The concept of vendor-managed inventory (VMI) is not very new. However, it has gained ground in the past two years or so. Over time, VMI has taken different names and models in a variety of industries, such as vendor-managed replenishment, supplier-managed inventory, direct store delivery, direct plant delivery, and field inventory management, among others.

Similarly, in the MRO category, VMI has extended its scope to industrial vending machines (IVMs). IVMs have become the new favorites for MRO category managers across industries. IVMs can help reduce inventories and costs, improve supply chain efficiencies, and reduce administrative tasks around ordering, issuing and monitoring, and managing ordering levels.

These machines are effective for almost every industry but make more sense for manufacturing industries, such as automobiles, oil and gas, chemicals, pharmaceuticals, metals, and others, and to other continuous production and assembly lines.

The global IVM market was estimated at around $765 million in 2017 and is expected to increase to $1.41 billion by 2025, for a CAGR of 7 percent (2018–2025).

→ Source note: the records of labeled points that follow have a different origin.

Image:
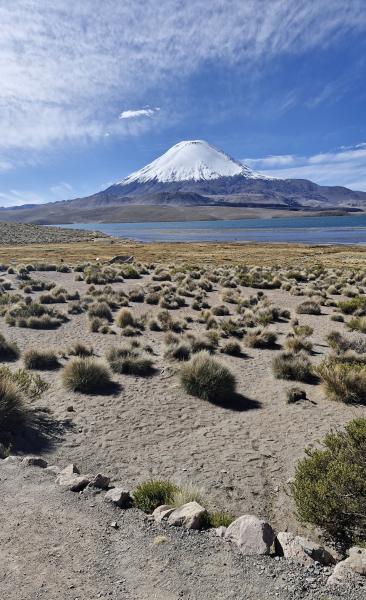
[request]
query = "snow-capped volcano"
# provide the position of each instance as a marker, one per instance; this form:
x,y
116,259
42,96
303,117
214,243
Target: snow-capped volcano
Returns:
x,y
193,160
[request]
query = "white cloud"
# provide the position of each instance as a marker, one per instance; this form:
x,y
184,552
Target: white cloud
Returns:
x,y
66,66
345,166
134,114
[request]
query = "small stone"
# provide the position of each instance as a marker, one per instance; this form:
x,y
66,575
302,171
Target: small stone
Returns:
x,y
100,481
74,483
119,497
34,461
190,516
251,534
161,513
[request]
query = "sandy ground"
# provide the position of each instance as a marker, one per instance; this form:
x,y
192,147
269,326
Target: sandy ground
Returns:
x,y
241,457
58,545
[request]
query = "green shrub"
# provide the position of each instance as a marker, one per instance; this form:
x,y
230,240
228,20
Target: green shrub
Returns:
x,y
349,307
130,361
297,344
308,308
204,377
8,350
31,385
79,349
86,375
153,493
13,411
219,519
330,484
100,310
41,360
288,365
232,347
344,378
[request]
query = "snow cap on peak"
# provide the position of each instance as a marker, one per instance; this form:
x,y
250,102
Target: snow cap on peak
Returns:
x,y
190,160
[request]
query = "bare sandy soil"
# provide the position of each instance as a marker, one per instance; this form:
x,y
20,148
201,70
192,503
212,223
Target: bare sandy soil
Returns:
x,y
56,545
242,456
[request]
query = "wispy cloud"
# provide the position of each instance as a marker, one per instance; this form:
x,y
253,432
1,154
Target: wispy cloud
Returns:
x,y
135,114
66,66
344,166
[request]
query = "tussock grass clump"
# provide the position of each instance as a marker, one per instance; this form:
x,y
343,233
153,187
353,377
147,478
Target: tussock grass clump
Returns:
x,y
153,493
8,350
205,377
297,344
288,365
125,318
100,310
231,347
260,339
41,360
344,378
130,360
79,349
308,308
356,304
86,375
13,411
330,484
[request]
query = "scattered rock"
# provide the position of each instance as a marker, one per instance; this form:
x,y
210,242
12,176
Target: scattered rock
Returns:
x,y
220,531
74,483
100,481
251,534
351,569
301,549
71,469
118,497
162,513
190,516
34,461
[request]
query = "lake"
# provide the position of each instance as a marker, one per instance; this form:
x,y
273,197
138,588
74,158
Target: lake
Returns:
x,y
349,229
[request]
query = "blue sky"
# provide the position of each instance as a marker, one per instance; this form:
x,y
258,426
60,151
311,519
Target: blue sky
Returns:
x,y
91,90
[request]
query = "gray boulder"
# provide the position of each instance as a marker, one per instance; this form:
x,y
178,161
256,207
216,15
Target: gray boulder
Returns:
x,y
119,497
191,516
251,534
301,549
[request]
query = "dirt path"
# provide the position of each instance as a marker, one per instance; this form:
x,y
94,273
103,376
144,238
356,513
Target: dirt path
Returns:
x,y
56,545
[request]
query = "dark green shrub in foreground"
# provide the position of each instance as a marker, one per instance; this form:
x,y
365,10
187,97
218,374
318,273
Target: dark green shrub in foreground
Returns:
x,y
86,375
153,493
330,484
205,377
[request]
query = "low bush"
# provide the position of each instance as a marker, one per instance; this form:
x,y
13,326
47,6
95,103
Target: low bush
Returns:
x,y
288,365
41,360
8,350
231,347
330,484
86,375
344,378
130,360
297,344
308,308
79,349
13,412
153,493
205,377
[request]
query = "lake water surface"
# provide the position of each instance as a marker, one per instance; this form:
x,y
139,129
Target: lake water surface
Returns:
x,y
350,229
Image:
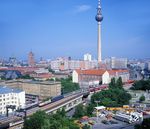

North America holds the largest market share (about 35 percent), followed by Europe, given the maturity of suppliers and the proximity to customer sites.

How is Industrial VMI Making a Difference in the MRO Space?

The manufacturing industry has faced huge challenges in managing its MRO C section items, mostly consumables such as fasteners, tools, personal protective equipment (PPE), and other low-value, high-volume items.

Most of the time, ineffective ordering and improper identification of stocks, lack of predictability or poor forecasting, and higher inventory of non-critical and high-volume items in stores (that not only increase holding costs but also occupy warehouse space, among others) increase the company’s category spend.

Moreover, the major challenge faced by maintenance personnel on the shop floor is to order and issue items required during production operations. Considerable production time is wasted on the time spent walking to ask for consumables and other spare parts from the centralized store and to make purchase requisitions to the purchasing department, which orders different items from multiple suppliers, creating multiple work logs.

The entire process is time-consuming and labor-intensive. Again, products are often bought in large batch quantities to reduce the possibility of a stock-out or to obtain a supplier discount. This stock becomes obsolete over time. In contrast, failing to stock the right items can result in unplanned downtime and can have a major impact across the manufacturing process and supply chain in terms of both costs and service level to the customer.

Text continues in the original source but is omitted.